Der Bestand an Kampfpanzern des Typs Leopard 2 wird von 225 auf 320
angehoben. Außerdem erhält das Heer etwa 180 neue Schützenpanzer,
130 neue Transportpanzer und 30 neue Spähwagen.
Gleichzeitig wird an der Orientierung auf Einsätze außerhalb des NatoGebietes festgehalten. Projekte wie die Beschaffung verschiedener Militärsatelliten oder die Entwicklung der hochfliegenden Spionagedrohne EuroHawk spiegeln die globalen Ambitionen der deutschen herrschenden Klasse wider.

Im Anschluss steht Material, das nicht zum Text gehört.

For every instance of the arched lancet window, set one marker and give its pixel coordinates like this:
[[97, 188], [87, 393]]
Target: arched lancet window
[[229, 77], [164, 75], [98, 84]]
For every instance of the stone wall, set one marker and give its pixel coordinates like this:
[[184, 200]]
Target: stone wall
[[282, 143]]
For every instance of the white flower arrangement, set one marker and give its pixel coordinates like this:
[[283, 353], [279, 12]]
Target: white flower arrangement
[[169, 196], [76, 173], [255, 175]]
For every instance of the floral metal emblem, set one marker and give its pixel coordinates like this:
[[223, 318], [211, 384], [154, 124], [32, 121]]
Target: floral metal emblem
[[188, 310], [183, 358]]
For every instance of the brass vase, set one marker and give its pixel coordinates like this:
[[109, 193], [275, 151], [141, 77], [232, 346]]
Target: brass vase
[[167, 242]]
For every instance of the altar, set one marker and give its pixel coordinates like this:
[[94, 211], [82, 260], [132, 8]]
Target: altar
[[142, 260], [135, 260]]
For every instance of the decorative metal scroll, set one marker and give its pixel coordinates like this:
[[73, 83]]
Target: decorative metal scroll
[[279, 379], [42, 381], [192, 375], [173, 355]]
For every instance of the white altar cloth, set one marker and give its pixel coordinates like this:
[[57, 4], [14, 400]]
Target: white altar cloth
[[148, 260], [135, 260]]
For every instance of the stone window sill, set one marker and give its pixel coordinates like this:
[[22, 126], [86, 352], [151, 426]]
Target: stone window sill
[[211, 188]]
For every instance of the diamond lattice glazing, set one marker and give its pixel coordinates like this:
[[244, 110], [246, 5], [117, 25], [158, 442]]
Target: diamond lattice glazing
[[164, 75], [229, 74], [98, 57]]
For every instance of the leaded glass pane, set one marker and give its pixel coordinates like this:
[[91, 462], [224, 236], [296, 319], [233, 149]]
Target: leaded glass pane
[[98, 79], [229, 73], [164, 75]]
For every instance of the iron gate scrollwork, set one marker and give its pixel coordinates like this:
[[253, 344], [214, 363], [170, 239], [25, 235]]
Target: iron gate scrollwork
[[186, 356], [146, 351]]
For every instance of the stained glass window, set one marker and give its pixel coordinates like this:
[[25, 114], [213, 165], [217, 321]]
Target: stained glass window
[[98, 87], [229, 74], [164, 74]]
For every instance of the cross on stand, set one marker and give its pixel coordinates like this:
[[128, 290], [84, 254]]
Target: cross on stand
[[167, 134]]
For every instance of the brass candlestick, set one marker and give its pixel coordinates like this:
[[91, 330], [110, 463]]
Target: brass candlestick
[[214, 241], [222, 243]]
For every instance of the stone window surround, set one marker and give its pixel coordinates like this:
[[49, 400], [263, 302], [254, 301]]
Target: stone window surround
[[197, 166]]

Ebenso wie die Beschaffung des Militärtransporters A400M, der
Truppen, Panzer und Kampfhubschrauber weltweit in Einsätze bringen
kann.
All das ist sehr teuer. Erhebliche Zusatzkosten entstehen, weil die Bundesregierung um des Erhalts einer eigenständigen deutschen Rüstungsindustrie europäische Entwicklungen vorzieht, anstatt sich kostensparend auf
dem Waffenmarkt auszustatten. Allein die Beschaffung des A400M schlägt
nach jetzigem Stand mit insgesamt 9,5 Milliarden zu Buche. Vergleichbare
Summen wird die Ersetzung des amerikanischen Luftverteidigungssystems
Patriot durch das ungleich teurere europäische System MEADS verschlingen, ebenso wie die Ersetzung israelischer Kampfdrohnen vom Typ Heron
TP durch die Entwicklung einer europäischen Drohne unter deutscher Führung.
Gefahr eines Krieges zwischen NATO und Russland
Die zahlreichen Auslandseinsätze und die Aufrüstung der Bundeswehr machen Deutschland nicht sicherer. Sie sind vielmehr Teil eines internationalen Wettlaufs um militärische Stärke und internationalen Einfluss zwischen
den rivalisierenden kapitalistischen Mächten. Die russisch-türkischen Spannungen in Syrien machen deutlich, wie rasch diese Rivalität außer Kontrolle
geraten und in einen internationalen Krieg zwischen den Nato-Staaten auf
der einen Seite, sowie Russland und dessen Verbündete auf der anderen
Seite münden kann. In diesem wahnwitzigen Wettlauf muss sich die Linke
in Deutschland gegen die Bundeswehreinsätze und die Aufrüstungspläne
der Bundesregierung stellen. Unsere Bündnispartner sind dabei nicht die
Herrschenden anderer Länder, sondern jene, die dort gegen Militarismus,
Aufrüstung und Unterdrückung kämpfen.
Christine Buchholz ist verteidigungspolitische Sprecherin der Fraktion DIE LINKE und Mitglied des verteidigungspolitischen Ausschusses im Bundestag.
Frank Renken arbeitet als wissenschaftlicher Mitarbeiter im Bundestag.